"Jesteśmy świadomi zaniepokojenia związanego z serialem "Iwan Groźny z Treblinki" i pilnie przyglądamy się sprawie" - oświadczył rzecznik Netflixa po liście premiera Mateusza Morawieckiego w sprawie ukazanych w produkcji nieścisłości historycznych.

REKLAMA

Słowa rzecznika z oświadczenia przesłanego mailem przywołuje amerykański dziennik "Washington Post".

Historyczne nieścisłości w produkcji Netflixa

Wcześniej premier Morawiecki napisał list do szefa tej platformy Reeda Hastingsa w związku z nieścisłościami historycznymi w serialu "Iwan Groźny z Treblinki". Podkreślił, że ukazana w nim mapa Polski z zaznaczonymi obozami zagłady wprowadza w błąd i jest pisaniem historii na nowo. Premier liczy na poprawę błędu lub poinformowanie o nim widzów.

Być może dla ich twórców to mało znaczące pomyłki, ale są bardzo krzywdzące dla Polski i naszym zadaniem jest stanowczo zareagować. Mam nadzieję, że moje argumenty spotkają się ze zrozumieniem osób zarządzających Netflixem - wskazał szef rządu w Warszawie.

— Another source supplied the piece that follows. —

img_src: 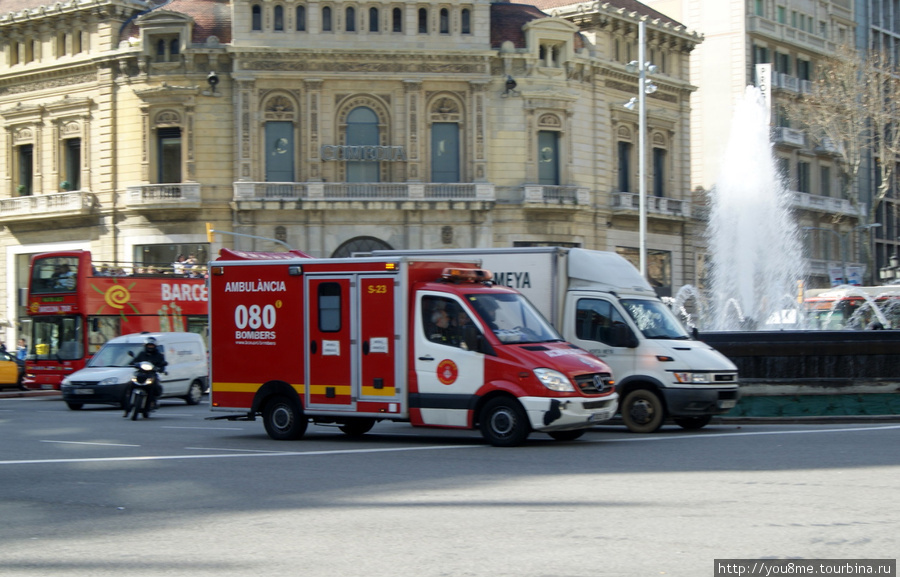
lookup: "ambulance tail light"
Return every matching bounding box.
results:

Miniserial dokumentalny "Iwan Groźny z Treblinki" (oryginalny tytuł: "The Devil Next Door") opowiada o Iwanie Demianiuku, strażniku niemieckiego nazistowskiego obozu zagłady w Treblince podczas II wojny światowej. W pierwszym odcinku serialu pokazano mapę Polski w dzisiejszych granicach z zaznaczonymi obozami zagłady, m.in. Auschwitz, Sobiborem, Treblinką i Płaszowem. Na amerykańską produkcję zareagował m.in. polski MSZ.